O ator Wagner Moura, publicado por suas frequentes e inflamadas declarações políticas, recebeu o que se pode invocar de um verdadeiro “choque de verdade”. Em um texto incisivo publicado em suas redes sociais, o jornalista Hugo Studart dissecou a narrativa do ator sobre o regime militar brasílico, expondo o que classificou porquê uma militância vazia e baseada em panfletagem de esquerda.
A sátira vai direto ao ponto: para o jornalista, o exposição de Moura contra o regime não passa de um “marketing oportunista e vulgar”.
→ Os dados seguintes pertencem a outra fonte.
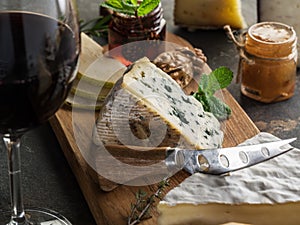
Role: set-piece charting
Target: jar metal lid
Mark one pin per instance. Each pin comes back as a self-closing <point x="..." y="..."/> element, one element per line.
<point x="271" y="40"/>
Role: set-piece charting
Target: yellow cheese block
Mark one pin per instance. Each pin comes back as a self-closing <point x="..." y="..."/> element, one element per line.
<point x="209" y="13"/>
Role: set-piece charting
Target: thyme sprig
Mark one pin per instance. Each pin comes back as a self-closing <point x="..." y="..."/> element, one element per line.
<point x="140" y="210"/>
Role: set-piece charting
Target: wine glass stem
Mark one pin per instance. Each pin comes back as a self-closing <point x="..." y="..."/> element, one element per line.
<point x="14" y="170"/>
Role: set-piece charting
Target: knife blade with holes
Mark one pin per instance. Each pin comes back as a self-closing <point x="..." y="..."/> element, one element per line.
<point x="223" y="160"/>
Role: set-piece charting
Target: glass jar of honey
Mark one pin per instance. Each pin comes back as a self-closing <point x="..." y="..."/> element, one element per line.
<point x="137" y="36"/>
<point x="268" y="62"/>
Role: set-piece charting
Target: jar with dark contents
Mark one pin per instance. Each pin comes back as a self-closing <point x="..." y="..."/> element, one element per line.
<point x="133" y="37"/>
<point x="268" y="62"/>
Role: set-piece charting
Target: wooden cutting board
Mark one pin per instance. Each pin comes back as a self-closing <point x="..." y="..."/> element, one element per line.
<point x="112" y="207"/>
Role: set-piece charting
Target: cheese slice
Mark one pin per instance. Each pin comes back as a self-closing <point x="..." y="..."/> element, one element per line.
<point x="265" y="194"/>
<point x="209" y="13"/>
<point x="148" y="108"/>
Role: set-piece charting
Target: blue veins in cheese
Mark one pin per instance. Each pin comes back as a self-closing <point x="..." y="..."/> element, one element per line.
<point x="148" y="108"/>
<point x="265" y="194"/>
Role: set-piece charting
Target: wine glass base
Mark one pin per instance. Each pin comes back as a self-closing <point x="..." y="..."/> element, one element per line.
<point x="37" y="216"/>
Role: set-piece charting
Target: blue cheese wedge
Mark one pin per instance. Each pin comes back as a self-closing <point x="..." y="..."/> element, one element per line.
<point x="212" y="14"/>
<point x="148" y="108"/>
<point x="265" y="194"/>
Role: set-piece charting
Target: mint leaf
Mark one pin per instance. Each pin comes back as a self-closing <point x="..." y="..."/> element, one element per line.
<point x="131" y="7"/>
<point x="120" y="6"/>
<point x="218" y="79"/>
<point x="147" y="6"/>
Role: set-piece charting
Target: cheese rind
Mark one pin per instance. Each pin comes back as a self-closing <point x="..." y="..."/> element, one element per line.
<point x="209" y="13"/>
<point x="265" y="194"/>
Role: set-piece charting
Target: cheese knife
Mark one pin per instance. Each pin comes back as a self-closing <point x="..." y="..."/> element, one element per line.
<point x="224" y="160"/>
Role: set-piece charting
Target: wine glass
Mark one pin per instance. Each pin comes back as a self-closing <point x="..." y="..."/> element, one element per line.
<point x="40" y="45"/>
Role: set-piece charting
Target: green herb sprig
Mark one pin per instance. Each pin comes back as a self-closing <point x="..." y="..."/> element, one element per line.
<point x="218" y="79"/>
<point x="96" y="27"/>
<point x="140" y="210"/>
<point x="131" y="7"/>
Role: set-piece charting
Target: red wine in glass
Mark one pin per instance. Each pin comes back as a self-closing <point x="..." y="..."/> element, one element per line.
<point x="38" y="62"/>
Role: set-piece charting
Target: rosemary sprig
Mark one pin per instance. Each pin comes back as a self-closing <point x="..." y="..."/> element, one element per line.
<point x="140" y="210"/>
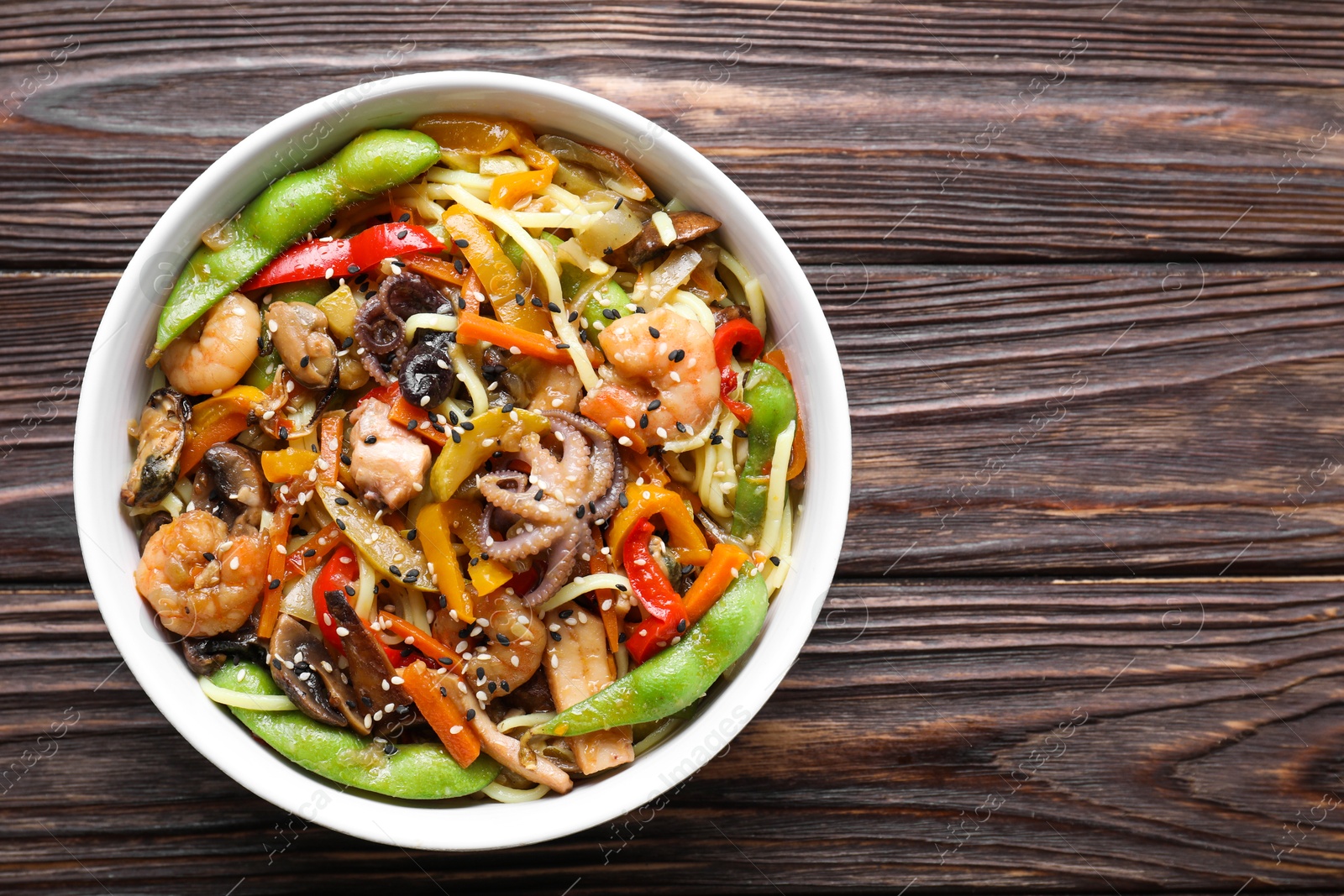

A Verdadeira Risca do Tempo
Para desmascarar a narrativa adotada pelo ator, Studart apresentou uma breve lição de história com recortes cronológicos precisos que a esquerda insiste em ignorar:
Período Totalidade: O regime militar durou de 1964 a 1984. Acabou, portanto, há 42 anos.
A Autocracia (A Ditadura de Trajo): O regime autocrático durou somente sete anos, de 1969 a 1975. Ironicamente, o mesmo tempo de duração do questionário inconstitucional das Fake News do STF.
A Rombo: A partir de janeiro de 1976, com a destituição do comandante do II Tropa, iniciou-se o processo de brecha política “lenta, gradual e segura”. O Brasil, a partir dali, já não vivia mais sob uma ditadura.
O “Ativismo de Fraldas” de Wagner Moura
O argumento mais demolidor de Studart escancara a desconexão de Wagner Moura com a verdade histórica que ele tenta criticar. O ator nasceu exatamente em 1976, quando a brecha política já estava em curso.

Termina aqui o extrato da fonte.